The answer to this one for me is pretty easy. No sex, no love. Period. Of course, I'm biased as sex is the primary reason I get involve in relationships at all. For me, all of my other needs can be fulfilled by friends and the occasional cuddle party without the extreme mental, spiritual, and financial risk that comes with a romantic relationship.
 
I can't tick any of the boxes.....

I am a woman. I don't need sex to feel love from someone. But I do care very much about having sex! I can never understand people who say it's just not important to them, but each to their own.

What she said.

I go through long dry spells - and I go through spells where W tries to hide from me. Neither changes my ability to love him or be in love with him.

Nor does sex define who I love.

Right now I'm in a dry-ish spell that is ramping up to a spell of voracious appetite... I'm tempted to warn him ;)
 
I can't tick any of the boxes.....

I am a woman. I don't need sex to feel love from someone.
Then the appropriate box for you to click, would be the last one, which says "I'm a woman and I could care less if I have sex or not". I mean, you almost quoted it when you stated it above. ;) No idea why the confusion.

this! thank you pixie for saying this part better than I could. Tired I guess ;)
Since you agree, then the same would go for you too RP.

Not trying to be offending in any way either ladies. Just stating something which, to me, is obvious.
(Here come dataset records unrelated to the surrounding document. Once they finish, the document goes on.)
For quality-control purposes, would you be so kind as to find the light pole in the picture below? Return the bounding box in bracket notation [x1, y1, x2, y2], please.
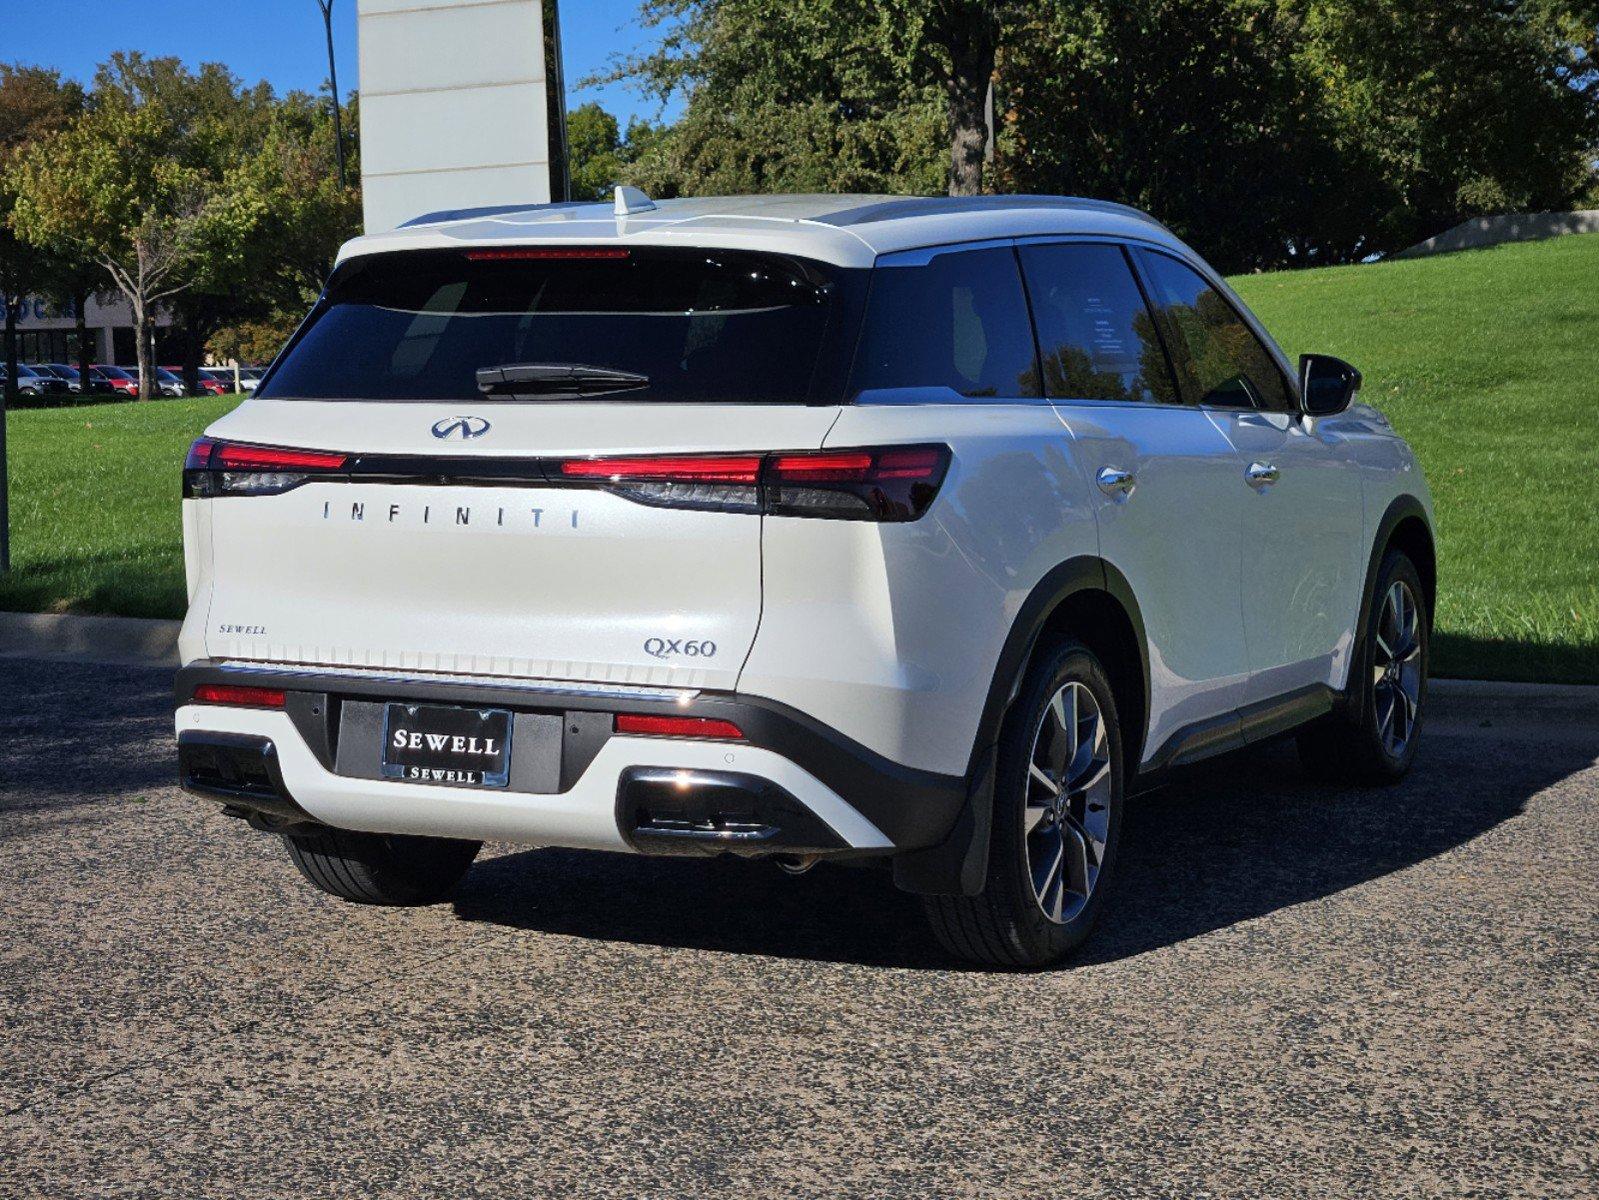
[316, 0, 348, 189]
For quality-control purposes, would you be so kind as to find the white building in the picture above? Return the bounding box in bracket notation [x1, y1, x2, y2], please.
[356, 0, 569, 233]
[12, 293, 172, 366]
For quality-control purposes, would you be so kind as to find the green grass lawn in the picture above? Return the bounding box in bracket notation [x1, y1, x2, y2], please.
[2, 234, 1596, 680]
[1233, 234, 1599, 683]
[0, 395, 237, 619]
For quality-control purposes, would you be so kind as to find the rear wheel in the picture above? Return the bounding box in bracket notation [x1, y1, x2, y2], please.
[281, 828, 481, 905]
[1298, 549, 1428, 783]
[924, 640, 1123, 969]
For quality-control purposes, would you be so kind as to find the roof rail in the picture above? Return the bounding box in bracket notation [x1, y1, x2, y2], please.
[398, 200, 596, 229]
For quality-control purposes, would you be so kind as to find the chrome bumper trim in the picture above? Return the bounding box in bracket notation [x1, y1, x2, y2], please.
[214, 660, 699, 705]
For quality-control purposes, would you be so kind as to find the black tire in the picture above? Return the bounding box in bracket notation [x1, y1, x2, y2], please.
[1298, 549, 1429, 784]
[280, 827, 481, 905]
[923, 639, 1124, 969]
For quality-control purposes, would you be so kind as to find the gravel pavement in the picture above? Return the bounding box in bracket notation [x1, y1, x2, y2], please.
[0, 657, 1594, 1198]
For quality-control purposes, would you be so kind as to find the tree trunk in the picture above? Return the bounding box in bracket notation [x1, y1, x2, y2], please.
[181, 310, 204, 397]
[74, 289, 91, 401]
[2, 297, 17, 408]
[943, 15, 998, 197]
[134, 309, 153, 401]
[1, 295, 14, 571]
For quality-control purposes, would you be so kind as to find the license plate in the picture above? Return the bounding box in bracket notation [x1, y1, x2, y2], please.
[382, 703, 513, 788]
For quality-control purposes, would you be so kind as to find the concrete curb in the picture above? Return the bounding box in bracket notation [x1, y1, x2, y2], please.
[1, 612, 1595, 714]
[0, 611, 181, 667]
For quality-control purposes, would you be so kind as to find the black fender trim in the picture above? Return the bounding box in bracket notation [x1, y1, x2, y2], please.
[1346, 494, 1434, 724]
[1138, 683, 1336, 782]
[892, 556, 1150, 897]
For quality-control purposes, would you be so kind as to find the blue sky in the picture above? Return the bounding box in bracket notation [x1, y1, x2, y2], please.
[2, 0, 680, 125]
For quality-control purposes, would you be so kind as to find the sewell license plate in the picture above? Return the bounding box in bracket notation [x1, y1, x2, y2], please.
[382, 703, 513, 788]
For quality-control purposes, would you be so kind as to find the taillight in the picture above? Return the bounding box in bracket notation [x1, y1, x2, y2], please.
[556, 445, 949, 522]
[192, 683, 286, 708]
[184, 438, 349, 497]
[765, 445, 947, 521]
[559, 453, 764, 513]
[614, 713, 744, 740]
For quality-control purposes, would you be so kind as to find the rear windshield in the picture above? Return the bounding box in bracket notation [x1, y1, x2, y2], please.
[260, 248, 843, 404]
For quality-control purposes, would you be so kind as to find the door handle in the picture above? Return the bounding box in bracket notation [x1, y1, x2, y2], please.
[1245, 461, 1280, 487]
[1096, 466, 1137, 497]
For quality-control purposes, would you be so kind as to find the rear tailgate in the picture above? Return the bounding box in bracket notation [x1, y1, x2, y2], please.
[196, 400, 840, 690]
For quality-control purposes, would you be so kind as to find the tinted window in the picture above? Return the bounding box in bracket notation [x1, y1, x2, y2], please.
[1018, 242, 1178, 405]
[259, 248, 840, 403]
[1137, 251, 1290, 410]
[850, 246, 1040, 401]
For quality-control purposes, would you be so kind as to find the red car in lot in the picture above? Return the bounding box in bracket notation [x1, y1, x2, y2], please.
[161, 367, 230, 397]
[93, 365, 139, 396]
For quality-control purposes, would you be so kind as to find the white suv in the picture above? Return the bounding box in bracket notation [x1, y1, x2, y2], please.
[175, 192, 1434, 967]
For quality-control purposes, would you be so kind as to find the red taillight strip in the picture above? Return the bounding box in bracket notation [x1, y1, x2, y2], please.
[769, 452, 874, 479]
[614, 714, 745, 740]
[465, 247, 631, 261]
[192, 683, 286, 709]
[212, 442, 348, 471]
[560, 455, 763, 484]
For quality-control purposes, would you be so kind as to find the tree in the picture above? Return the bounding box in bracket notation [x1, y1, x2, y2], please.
[607, 1, 1031, 196]
[612, 0, 1598, 268]
[172, 90, 360, 383]
[0, 64, 84, 405]
[1295, 0, 1599, 256]
[598, 1, 948, 196]
[10, 101, 210, 400]
[567, 102, 674, 199]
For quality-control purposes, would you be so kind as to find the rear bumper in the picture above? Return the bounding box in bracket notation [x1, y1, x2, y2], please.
[173, 660, 968, 859]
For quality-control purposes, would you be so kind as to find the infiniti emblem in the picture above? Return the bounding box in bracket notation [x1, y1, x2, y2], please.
[432, 415, 491, 440]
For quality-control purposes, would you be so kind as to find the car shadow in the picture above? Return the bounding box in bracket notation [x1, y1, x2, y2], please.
[451, 723, 1599, 970]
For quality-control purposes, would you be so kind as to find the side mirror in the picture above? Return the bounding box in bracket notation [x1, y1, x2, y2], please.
[1299, 354, 1362, 417]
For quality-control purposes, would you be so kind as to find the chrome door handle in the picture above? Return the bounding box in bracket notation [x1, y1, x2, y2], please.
[1096, 466, 1137, 497]
[1245, 462, 1280, 487]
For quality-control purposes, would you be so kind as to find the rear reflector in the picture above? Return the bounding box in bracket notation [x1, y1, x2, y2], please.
[614, 714, 745, 740]
[192, 683, 286, 709]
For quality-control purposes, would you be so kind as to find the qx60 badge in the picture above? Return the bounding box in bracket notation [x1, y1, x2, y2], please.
[432, 415, 491, 440]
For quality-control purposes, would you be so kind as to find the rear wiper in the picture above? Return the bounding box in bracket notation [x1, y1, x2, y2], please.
[476, 362, 650, 399]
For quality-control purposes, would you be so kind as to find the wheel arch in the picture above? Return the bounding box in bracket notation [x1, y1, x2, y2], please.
[893, 555, 1150, 897]
[1347, 494, 1435, 719]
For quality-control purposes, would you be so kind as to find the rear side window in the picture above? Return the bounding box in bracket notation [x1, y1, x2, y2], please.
[1018, 242, 1179, 405]
[850, 246, 1041, 401]
[259, 248, 842, 403]
[1135, 250, 1291, 411]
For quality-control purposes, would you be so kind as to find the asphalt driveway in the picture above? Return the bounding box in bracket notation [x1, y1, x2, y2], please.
[0, 658, 1594, 1198]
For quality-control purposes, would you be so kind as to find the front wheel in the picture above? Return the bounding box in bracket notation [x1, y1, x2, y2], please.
[281, 827, 481, 905]
[923, 640, 1123, 969]
[1298, 549, 1429, 783]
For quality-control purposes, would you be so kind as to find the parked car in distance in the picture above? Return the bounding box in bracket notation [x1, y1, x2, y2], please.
[237, 366, 264, 393]
[174, 192, 1435, 968]
[40, 363, 101, 394]
[157, 366, 224, 397]
[2, 363, 70, 397]
[149, 367, 188, 398]
[92, 365, 139, 397]
[190, 368, 231, 396]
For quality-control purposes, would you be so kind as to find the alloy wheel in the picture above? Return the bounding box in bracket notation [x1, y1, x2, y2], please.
[1024, 681, 1113, 924]
[1372, 579, 1423, 758]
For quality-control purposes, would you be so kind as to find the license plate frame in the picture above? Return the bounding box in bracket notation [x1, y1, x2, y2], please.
[381, 703, 513, 789]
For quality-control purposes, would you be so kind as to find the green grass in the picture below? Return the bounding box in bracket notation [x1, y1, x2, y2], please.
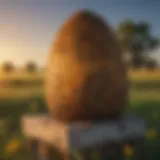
[0, 71, 160, 160]
[0, 96, 159, 160]
[0, 96, 46, 160]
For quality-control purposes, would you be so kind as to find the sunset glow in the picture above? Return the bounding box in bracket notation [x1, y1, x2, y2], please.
[0, 0, 160, 67]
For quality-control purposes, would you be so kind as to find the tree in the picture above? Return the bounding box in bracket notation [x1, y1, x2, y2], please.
[118, 20, 159, 69]
[25, 62, 37, 73]
[1, 61, 15, 73]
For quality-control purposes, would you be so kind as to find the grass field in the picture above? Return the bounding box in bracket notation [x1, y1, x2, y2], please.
[0, 70, 160, 160]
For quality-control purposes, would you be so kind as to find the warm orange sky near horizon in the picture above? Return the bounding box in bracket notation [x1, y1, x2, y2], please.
[0, 0, 160, 67]
[0, 12, 51, 67]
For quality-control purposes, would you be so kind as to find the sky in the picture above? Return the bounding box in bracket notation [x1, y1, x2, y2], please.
[0, 0, 160, 67]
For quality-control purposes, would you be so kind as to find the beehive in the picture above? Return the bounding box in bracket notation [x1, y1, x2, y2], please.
[45, 10, 128, 122]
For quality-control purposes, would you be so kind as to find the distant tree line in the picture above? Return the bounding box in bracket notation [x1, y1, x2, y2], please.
[117, 19, 159, 70]
[0, 61, 39, 73]
[1, 20, 159, 73]
[1, 61, 15, 73]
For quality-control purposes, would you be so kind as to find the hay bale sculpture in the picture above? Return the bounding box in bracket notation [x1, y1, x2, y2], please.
[45, 9, 128, 122]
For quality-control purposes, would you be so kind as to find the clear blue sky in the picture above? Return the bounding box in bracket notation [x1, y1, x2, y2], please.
[0, 0, 160, 66]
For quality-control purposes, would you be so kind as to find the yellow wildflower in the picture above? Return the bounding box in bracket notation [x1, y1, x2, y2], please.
[124, 144, 134, 157]
[6, 138, 22, 155]
[146, 128, 157, 140]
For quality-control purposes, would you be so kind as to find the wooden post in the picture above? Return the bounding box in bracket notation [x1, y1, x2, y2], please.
[21, 114, 146, 160]
[27, 139, 39, 160]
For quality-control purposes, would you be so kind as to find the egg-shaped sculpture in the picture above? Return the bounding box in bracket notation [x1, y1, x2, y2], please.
[45, 10, 128, 122]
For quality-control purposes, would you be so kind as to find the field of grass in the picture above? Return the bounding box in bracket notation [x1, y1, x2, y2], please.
[0, 70, 160, 160]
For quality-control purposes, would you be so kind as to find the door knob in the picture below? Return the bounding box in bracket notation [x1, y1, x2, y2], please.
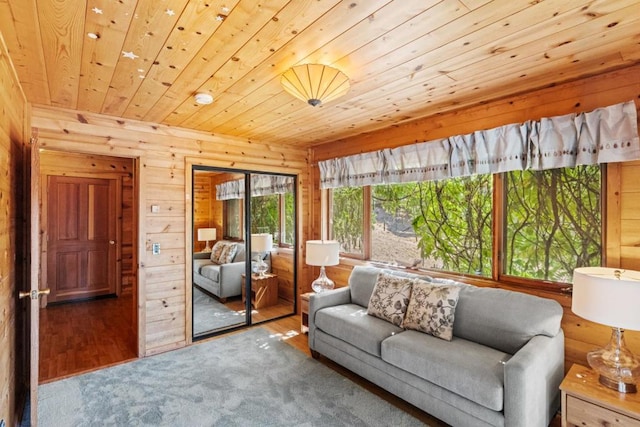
[109, 240, 116, 245]
[19, 288, 51, 300]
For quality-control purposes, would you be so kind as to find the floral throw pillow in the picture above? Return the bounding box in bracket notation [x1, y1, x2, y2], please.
[367, 273, 413, 327]
[210, 241, 225, 264]
[218, 243, 238, 264]
[402, 279, 461, 341]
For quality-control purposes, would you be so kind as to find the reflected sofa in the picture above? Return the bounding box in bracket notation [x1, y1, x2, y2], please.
[308, 265, 565, 427]
[193, 241, 246, 301]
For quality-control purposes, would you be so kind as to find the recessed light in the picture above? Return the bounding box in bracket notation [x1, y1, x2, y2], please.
[87, 32, 99, 39]
[194, 93, 214, 105]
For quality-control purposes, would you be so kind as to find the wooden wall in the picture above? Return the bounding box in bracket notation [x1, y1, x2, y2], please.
[0, 31, 29, 427]
[30, 106, 311, 356]
[38, 151, 136, 295]
[311, 64, 640, 373]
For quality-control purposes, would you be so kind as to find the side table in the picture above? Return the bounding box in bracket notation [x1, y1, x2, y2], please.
[241, 273, 279, 309]
[560, 363, 640, 426]
[300, 292, 313, 333]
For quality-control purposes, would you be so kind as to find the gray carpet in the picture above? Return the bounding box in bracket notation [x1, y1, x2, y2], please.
[193, 286, 244, 335]
[38, 328, 426, 426]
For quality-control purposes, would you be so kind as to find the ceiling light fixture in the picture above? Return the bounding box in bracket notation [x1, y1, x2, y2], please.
[281, 64, 350, 107]
[194, 93, 214, 105]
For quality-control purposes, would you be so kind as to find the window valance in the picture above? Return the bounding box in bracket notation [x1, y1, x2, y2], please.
[216, 174, 294, 200]
[319, 101, 640, 189]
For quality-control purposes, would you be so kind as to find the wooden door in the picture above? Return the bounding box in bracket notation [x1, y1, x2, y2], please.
[47, 176, 118, 302]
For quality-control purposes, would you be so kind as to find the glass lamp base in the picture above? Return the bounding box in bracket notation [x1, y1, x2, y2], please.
[587, 328, 640, 393]
[311, 266, 334, 293]
[255, 256, 268, 277]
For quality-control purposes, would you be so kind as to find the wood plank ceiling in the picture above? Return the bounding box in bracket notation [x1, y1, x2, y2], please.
[1, 0, 639, 147]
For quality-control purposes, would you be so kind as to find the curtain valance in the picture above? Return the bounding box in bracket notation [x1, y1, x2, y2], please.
[216, 174, 294, 200]
[319, 101, 640, 189]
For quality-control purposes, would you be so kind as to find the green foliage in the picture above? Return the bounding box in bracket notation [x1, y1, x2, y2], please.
[250, 195, 279, 242]
[505, 166, 601, 282]
[331, 187, 364, 253]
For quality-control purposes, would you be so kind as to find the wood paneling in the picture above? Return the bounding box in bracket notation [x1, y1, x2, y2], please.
[0, 30, 29, 427]
[2, 1, 640, 146]
[310, 65, 640, 374]
[31, 105, 311, 356]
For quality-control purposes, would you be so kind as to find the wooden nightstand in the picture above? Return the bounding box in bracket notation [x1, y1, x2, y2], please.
[300, 292, 313, 333]
[241, 273, 278, 309]
[560, 364, 640, 426]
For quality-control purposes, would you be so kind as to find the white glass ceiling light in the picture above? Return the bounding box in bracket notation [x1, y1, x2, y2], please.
[281, 64, 350, 107]
[194, 93, 214, 105]
[572, 267, 640, 393]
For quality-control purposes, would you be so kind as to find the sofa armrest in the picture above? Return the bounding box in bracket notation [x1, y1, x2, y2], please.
[217, 261, 246, 296]
[504, 330, 564, 427]
[308, 287, 351, 350]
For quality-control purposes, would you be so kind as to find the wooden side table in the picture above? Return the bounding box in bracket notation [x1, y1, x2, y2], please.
[560, 364, 640, 426]
[241, 273, 279, 309]
[300, 292, 313, 333]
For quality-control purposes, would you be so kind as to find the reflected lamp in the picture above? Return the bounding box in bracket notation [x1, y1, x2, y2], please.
[306, 240, 340, 293]
[197, 228, 216, 252]
[251, 233, 273, 277]
[572, 267, 640, 393]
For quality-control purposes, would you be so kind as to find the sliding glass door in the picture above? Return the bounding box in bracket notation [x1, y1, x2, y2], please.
[191, 167, 296, 339]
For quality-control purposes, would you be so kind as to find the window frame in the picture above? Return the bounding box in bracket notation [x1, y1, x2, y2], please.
[325, 166, 606, 292]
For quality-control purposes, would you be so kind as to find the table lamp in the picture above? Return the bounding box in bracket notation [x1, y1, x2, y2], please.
[572, 267, 640, 393]
[306, 240, 340, 293]
[197, 228, 216, 252]
[251, 233, 273, 277]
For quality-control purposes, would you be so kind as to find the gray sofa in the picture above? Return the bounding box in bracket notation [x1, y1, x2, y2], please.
[308, 266, 564, 427]
[193, 241, 246, 301]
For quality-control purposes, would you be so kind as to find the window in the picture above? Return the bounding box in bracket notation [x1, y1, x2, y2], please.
[503, 166, 602, 284]
[249, 193, 294, 247]
[223, 199, 242, 240]
[328, 165, 603, 287]
[329, 186, 365, 256]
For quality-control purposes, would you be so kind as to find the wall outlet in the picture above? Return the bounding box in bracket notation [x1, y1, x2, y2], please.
[152, 243, 160, 255]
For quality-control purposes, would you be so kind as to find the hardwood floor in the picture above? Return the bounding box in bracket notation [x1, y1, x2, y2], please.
[39, 294, 137, 383]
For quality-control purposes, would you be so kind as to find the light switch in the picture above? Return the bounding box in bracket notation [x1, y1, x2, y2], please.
[151, 205, 160, 213]
[152, 243, 160, 255]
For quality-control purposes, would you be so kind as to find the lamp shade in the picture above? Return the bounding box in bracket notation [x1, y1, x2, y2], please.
[572, 267, 640, 331]
[306, 240, 340, 266]
[281, 64, 350, 107]
[251, 233, 273, 253]
[197, 228, 216, 242]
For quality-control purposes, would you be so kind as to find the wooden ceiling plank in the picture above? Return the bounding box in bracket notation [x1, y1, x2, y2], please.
[100, 0, 190, 116]
[122, 0, 243, 120]
[206, 0, 574, 138]
[141, 0, 312, 124]
[280, 45, 638, 146]
[0, 0, 50, 104]
[247, 0, 640, 144]
[37, 0, 86, 108]
[77, 0, 138, 112]
[161, 0, 377, 129]
[190, 0, 450, 132]
[227, 0, 615, 140]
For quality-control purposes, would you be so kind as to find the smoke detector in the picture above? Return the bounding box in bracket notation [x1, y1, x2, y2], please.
[194, 93, 214, 105]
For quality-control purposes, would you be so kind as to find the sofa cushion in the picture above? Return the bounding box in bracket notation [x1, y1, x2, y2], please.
[401, 279, 460, 341]
[452, 283, 563, 354]
[381, 330, 509, 411]
[210, 241, 225, 263]
[199, 264, 221, 283]
[349, 265, 432, 307]
[367, 273, 413, 327]
[315, 303, 403, 357]
[219, 243, 238, 264]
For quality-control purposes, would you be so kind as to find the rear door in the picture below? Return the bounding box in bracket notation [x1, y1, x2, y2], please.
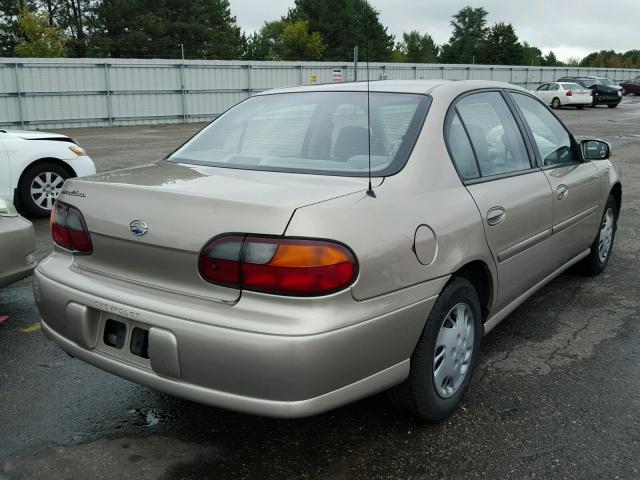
[547, 83, 561, 105]
[535, 84, 550, 104]
[448, 91, 555, 310]
[508, 92, 601, 265]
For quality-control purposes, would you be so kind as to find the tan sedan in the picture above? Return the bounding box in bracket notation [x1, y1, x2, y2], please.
[0, 199, 37, 287]
[35, 80, 621, 420]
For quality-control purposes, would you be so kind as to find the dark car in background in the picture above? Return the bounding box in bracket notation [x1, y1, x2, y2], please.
[619, 78, 640, 95]
[557, 77, 622, 108]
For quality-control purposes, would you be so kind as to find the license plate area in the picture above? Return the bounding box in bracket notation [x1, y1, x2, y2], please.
[97, 313, 151, 368]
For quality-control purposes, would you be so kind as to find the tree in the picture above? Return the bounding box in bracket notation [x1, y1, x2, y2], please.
[521, 42, 543, 66]
[580, 49, 640, 68]
[439, 6, 488, 63]
[58, 0, 90, 56]
[565, 57, 580, 67]
[14, 6, 66, 57]
[480, 22, 522, 65]
[90, 0, 244, 59]
[1, 0, 36, 55]
[243, 20, 326, 60]
[541, 50, 562, 67]
[287, 0, 394, 61]
[397, 31, 438, 63]
[280, 20, 325, 60]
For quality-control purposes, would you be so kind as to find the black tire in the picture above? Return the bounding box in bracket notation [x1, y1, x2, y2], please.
[17, 162, 71, 218]
[578, 195, 618, 276]
[607, 104, 618, 108]
[551, 97, 561, 109]
[388, 277, 483, 421]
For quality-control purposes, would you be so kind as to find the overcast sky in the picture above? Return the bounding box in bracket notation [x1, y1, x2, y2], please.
[229, 0, 637, 61]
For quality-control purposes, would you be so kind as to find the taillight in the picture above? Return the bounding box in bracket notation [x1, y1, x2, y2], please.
[566, 90, 573, 96]
[589, 91, 593, 96]
[199, 235, 358, 296]
[51, 202, 93, 254]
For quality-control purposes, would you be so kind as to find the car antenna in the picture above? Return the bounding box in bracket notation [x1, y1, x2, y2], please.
[365, 1, 376, 198]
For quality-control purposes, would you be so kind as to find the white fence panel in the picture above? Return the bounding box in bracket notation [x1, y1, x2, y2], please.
[0, 58, 637, 129]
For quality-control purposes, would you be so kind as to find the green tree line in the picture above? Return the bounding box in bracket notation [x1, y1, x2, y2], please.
[1, 0, 639, 68]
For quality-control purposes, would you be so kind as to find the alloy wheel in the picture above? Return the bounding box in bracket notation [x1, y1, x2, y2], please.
[30, 171, 65, 211]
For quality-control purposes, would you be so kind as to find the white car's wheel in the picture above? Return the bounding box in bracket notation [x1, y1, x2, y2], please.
[551, 97, 561, 109]
[18, 162, 70, 217]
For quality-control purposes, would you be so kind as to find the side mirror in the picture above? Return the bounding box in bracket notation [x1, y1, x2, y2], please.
[581, 139, 611, 160]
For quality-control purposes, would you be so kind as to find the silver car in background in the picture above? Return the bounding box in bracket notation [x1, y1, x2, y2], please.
[0, 199, 37, 287]
[35, 80, 621, 420]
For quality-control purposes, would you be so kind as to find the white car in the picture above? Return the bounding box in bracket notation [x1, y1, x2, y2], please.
[0, 130, 96, 217]
[533, 82, 592, 110]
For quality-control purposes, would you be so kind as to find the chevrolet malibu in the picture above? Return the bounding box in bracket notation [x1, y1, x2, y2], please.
[35, 80, 621, 420]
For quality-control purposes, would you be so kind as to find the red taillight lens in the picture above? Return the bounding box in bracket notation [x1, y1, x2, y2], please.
[566, 90, 573, 96]
[199, 235, 358, 296]
[198, 235, 244, 287]
[50, 202, 92, 254]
I also stated at the end that there would obviously be other options, and I apologized for not being smart enough to include everyone's choices. I simply couldn't think of them all. LOL I mean, there are about as many ways of showing romantic love, as there are people. There's only 10 choices possible. I tried to keep it simple and broadly generalized.

So, you either have to have sex in order to complete romantic love, or you don't. I, personally, do. :cool:
 
What she said.

I go through long dry spells - and I go through spells where W tries to hide from me. Neither changes my ability to love him or be in love with him.

Nor does sex define who I love.

Right now I'm in a dry-ish spell that is ramping up to a spell of voracious appetite... I'm tempted to warn him ;)
Actually, I think thta you would have to tick the one which says "I'm, a WOMAN...and I HAVE TO HAVE SEX to feel love". The reason? Because you said you have dry spells...which indicates that there are times when you feel you DO need it. So yeah...you would tick the one I said.